What if you use the conda package manager? In this case you might be a bit out of luck, because the two main package repositories (defaults and conda-forge) have moved to exclusively use libjpeg 9b in their stack. If you try to use a libjpeg-turbo package in a modern conda environment, chances are that you will bump into severe (segfaulty) problems. This is a bit of a disappointment given that conda is commonly used in the scientific, data analysis and machine learning fields these days.

But good news! if you are on linux your luck has changed - all you need to do is to use our opencv and libjpeg-turbo packages (which bring along our ffmpeg package). Because we use these packages in loopy we keep them in sync with the main conda channels and ready to be used by any conda user.
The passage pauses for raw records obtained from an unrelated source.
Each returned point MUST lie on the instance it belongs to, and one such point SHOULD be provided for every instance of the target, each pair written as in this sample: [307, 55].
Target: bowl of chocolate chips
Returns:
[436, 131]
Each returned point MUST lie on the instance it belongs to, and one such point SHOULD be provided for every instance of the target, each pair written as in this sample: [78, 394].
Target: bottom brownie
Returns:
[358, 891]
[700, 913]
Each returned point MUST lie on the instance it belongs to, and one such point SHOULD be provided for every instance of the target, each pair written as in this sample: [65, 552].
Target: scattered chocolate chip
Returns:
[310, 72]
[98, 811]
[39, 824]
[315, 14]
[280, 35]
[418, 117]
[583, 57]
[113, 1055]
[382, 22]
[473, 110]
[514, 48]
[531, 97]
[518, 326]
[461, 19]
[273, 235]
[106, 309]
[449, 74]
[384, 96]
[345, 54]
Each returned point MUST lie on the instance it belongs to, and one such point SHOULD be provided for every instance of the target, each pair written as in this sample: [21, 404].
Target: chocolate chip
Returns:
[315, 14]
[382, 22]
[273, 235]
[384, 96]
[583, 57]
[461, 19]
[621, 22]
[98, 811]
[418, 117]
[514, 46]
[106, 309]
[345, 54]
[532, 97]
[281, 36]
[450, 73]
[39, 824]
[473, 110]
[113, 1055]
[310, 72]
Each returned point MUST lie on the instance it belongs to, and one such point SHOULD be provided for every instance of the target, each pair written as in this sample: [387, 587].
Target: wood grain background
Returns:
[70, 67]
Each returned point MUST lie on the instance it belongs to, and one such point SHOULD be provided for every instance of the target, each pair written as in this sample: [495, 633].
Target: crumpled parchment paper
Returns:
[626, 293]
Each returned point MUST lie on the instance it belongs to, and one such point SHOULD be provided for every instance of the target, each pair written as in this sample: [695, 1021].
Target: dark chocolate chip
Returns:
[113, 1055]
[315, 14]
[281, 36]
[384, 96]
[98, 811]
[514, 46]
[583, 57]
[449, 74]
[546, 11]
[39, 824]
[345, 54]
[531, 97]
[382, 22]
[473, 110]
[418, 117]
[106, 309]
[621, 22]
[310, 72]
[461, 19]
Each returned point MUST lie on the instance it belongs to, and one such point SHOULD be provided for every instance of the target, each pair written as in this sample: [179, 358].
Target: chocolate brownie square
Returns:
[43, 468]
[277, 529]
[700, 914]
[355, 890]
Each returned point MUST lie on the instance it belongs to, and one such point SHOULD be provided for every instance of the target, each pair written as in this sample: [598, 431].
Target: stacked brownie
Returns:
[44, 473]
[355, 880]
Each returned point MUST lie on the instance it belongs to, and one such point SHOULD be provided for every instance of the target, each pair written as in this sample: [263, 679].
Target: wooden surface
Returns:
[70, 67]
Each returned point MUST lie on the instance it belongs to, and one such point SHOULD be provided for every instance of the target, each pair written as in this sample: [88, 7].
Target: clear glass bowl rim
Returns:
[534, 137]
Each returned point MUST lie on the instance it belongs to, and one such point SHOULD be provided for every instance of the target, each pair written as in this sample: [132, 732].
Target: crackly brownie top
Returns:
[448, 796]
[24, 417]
These packages avoid problems with parallel installations of libjpeg 9 and libjpeg-turbo, and offer other few goodies (like the ability to choose between GPL and non-GPL versions of ffmpeg or patches to control video decoding threading when done via opencv). The creation of these modified packages was not a small feature and will also be covered in a future blog post. In the meantime, you can just use any of these command lines to use the packages:

# before running this, you need conda-forge in your channels
conda config --add channels conda-forge

# this would get you our latest packages
conda install -c loopbio libjpeg-turbo opencv

# this would get you and pin our current packages (N.B. requires conda 4.4+)
conda install 'loopbio::opencv=3.4.1=*_2' 'loopbio::libjpeg-turbo=1.5.90=noclob_prefixed_gcc48_0'

Or add something like this to your environment specifications (note these are the exact software versions we used when benchmarking for this post):

name: jpegs-benchmark

channels:
  - loopbio
  - conda-forge
  - defaults

dependencies:

  # uncomment any of these to get the opencv / turbo combo you want

  # note that, at the moment of writing, these pins are not always respected
  # see: https://github.com/conda/conda/issues/6385

  # opencv compiled against turbo 2.0beta1
  - loopbio::opencv=3.4.1=*_2  # compiled against turbo 2.0beta1

  # opencv compiled against turbo 1.5.3
  # - loopbio::opencv=3.4.1=*_1

  # opencv compiled against libjpeg 9
  # - conda-forge::opencv=3.4.1

  # libjpeg-turbo 2.0beta1
  - loopbio::libjpeg-turbo=1.5.90=noclob_prefixed_gcc48_0

  # libjpeg-turbo 1.5.3
  # - loopbio::libjpeg-turbo=1.5.3

Finally, you can use these packages with our pyturbojpeg fork to achieve better performance than generic libjpeg wrappers like PIL or opencv. If you install both the turbo packages and our wrapper, you can easily compress and decompress jpeg data like this:

1
2
3

  from turbojpeg import Turbojpeg
  turbo = Turbojpeg()
  roundtrip = turbo.decode(turbo.encode(image))

Conclusions

If you need very fast jpeg encoding and decoding:

Use turbo
Use turbo with fast wrappers
Use the latest version of turbo and decide for yourself if using faster modes for encoding and decoding is worth it.
If you use conda then use our accelerated jpeg and opencv packages

We also think that any benchmark for, let's say, image minibatching for deep learning, should explicitly include a solution based on libjpeg-turbo as a contender.

Finally, use turbo also if you do not need any of these things as it is very easy to install (on linux) and will probably magically speed up many other things on your computer.

It is good to remember that open source software always needs a hand.

[1]	From the developers libjpeg-turbo is currently under consideration for becoming an official ISO/ITU-T reference implementation. Furthermore the libjpeg 'SmartScale' extension has not been adopted and the likelihood of it being used even if it was - is low.